Here is the link to his other book on user-driven healthcare. This details how patients are the most important stakeholders in any healthcare system and their outcomes should be the primary drivers of all medical systems.
Weaknesses
A system is only as competent and efficient as it’s individual components and participants
Rhetoric: Practice, practice, practice! The only way to beat weakness toward strength and power is gaining regular knowledge through a life long journey of self-directed learning!
And self-learning and self-governance are at the very heart of what PaJR wants to achieve. We shall strive for it, all our lives!
Opportunities
Formal medical education has currently given up trying to encourage real patient centred interaction among medical students during their training phase such that for a few who may engage in it at some point in their careers (even after they become faculty) would realise that the very interaction with real patients who are also humans would be transformative in their understanding of humans (again not everyone may be able to do that on one’s own and there is an accepted dearth of faculty who can train people in doing that), which is the kind of training a real politician needs, to understand their polity and work for them rather than their own selves! It has been exemplified in the past by some well known political leaders! Read more on our conversation on why politics and medicine / healthcare are married to each other.

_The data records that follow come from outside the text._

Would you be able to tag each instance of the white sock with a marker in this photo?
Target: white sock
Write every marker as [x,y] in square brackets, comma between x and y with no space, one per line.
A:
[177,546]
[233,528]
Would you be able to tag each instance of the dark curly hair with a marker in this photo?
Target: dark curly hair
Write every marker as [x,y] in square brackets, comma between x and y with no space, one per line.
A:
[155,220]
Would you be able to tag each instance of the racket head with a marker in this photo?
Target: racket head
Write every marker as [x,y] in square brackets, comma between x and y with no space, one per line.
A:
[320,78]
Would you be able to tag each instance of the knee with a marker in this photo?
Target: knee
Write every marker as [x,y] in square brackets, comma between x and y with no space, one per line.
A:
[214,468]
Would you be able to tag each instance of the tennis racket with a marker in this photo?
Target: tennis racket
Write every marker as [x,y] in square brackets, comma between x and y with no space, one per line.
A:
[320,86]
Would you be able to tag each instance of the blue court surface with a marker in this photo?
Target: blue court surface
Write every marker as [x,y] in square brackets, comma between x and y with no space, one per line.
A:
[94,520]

Here is our student winning an award for her exemplary case reporting on PaJR
Our group does this as a 24×7 regular journey through user driven healthcare (UDHC) tools such as PaJR and CBBLE (more about them in links below).
Threats
Thorns of clinical complexity amidst the guardrails
Picture taken from the garden after pruning the Indian jujube tree
Stakeholder trade-offs in negotiating virtual transparency accountability vs real threat to privacy and security!
Rhetoric: Healthcare is not easy! It’s a journey full of challenges and threats and yet a fantastic way to live life using science and technology to create one’s life work of art!